If a hallucination was manifested, they'd recognize it right away. Because the thing with hallucinations is you don't recognize them as hallucinations. So I think that human-centric AI is going to continue to be important, where you've got humans that have domain expertise and have the ability to identify when things have gone wrong.
And then you've got to track back to how through lineage, right? How do we get to this point where we're making some bad decisions?
Tooling plays a big role because one of the challenges that we have always seen, and the industry has always lacked, that there was just, there was just not enough tooling for data engineers or any kind of data personas where they can do these things. So investment in data warehousing and data lakes, but it didn't really actually help us getting the data in the right place. Tooling is hugely important and I think building the right tools for the job, right?

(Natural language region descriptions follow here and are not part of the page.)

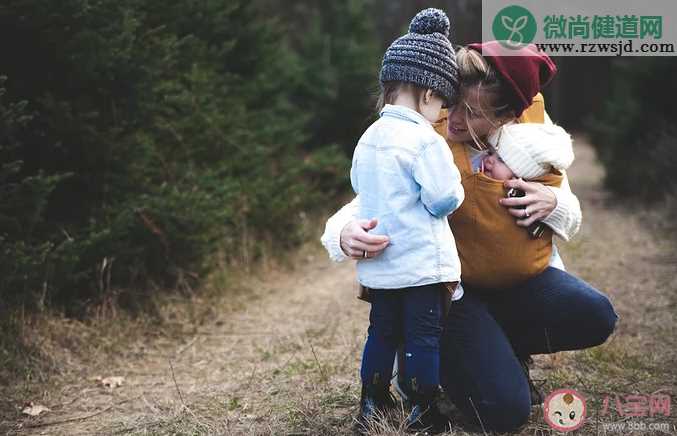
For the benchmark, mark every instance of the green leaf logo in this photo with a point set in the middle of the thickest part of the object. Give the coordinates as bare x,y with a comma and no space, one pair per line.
514,26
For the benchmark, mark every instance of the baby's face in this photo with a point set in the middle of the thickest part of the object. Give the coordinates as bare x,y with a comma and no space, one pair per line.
495,168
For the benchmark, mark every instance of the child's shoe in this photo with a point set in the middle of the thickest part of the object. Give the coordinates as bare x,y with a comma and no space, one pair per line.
426,416
375,400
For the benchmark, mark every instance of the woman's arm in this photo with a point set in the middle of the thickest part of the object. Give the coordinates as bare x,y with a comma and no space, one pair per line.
346,236
558,208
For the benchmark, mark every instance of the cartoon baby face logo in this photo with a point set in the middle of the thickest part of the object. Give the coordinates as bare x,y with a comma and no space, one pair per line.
564,410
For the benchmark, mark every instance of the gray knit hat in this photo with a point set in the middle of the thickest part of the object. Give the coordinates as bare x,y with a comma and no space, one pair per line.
424,56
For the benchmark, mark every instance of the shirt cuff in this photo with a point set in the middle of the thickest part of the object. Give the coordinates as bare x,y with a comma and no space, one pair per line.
560,217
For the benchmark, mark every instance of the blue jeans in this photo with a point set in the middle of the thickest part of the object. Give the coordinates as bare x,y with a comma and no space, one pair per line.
412,316
486,331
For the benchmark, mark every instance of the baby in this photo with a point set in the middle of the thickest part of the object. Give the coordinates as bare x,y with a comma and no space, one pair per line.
527,151
495,252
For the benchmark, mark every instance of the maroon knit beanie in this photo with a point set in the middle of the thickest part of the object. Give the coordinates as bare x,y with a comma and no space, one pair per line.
525,74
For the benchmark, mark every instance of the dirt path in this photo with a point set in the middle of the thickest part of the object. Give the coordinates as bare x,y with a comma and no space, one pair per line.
285,358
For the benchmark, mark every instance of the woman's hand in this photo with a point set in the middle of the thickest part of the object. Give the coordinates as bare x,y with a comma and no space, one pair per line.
358,244
538,199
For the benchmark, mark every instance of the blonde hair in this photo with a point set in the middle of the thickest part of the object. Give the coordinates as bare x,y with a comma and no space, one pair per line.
390,91
476,73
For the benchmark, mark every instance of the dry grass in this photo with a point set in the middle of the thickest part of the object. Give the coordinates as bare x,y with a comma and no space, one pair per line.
282,356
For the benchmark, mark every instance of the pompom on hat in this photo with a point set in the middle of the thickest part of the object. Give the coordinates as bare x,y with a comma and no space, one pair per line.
525,72
424,56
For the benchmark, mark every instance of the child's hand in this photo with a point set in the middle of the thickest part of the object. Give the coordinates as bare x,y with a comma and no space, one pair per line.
358,244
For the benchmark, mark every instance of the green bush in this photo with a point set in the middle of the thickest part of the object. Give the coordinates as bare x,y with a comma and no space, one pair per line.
140,137
635,134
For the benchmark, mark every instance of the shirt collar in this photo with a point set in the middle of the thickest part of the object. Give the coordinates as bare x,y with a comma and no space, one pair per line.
404,113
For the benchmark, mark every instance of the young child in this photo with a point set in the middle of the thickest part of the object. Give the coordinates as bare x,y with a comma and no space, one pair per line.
493,242
405,176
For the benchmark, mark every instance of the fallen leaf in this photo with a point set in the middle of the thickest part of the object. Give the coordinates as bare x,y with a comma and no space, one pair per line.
34,409
111,382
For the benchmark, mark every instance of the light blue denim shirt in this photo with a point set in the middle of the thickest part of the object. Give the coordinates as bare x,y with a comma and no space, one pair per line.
405,175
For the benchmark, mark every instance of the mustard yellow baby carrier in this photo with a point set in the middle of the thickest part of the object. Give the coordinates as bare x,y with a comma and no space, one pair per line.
495,253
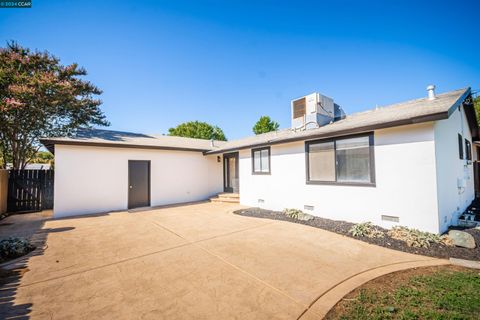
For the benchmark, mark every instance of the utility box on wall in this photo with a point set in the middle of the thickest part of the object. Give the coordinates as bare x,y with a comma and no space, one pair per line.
3,190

So understanding what are the jobs they need to get done and how do we build tools that allow them to do that very efficiently, but gives them the flexibility that they need. I think engineers, they want to have a control as part of the tooling. They're exercising that control in making better decisions as opposed to doing mundane jobs that could have easily been automated.
I think automation of repetitive tasks is incredibly important because repetitive tasks are boring, so you're gonna make mistakes because you're bored by it. Automating the repetitive stuff having the engineers focus on where they can really deliver more value to the business. I think it's what satisfies everybody.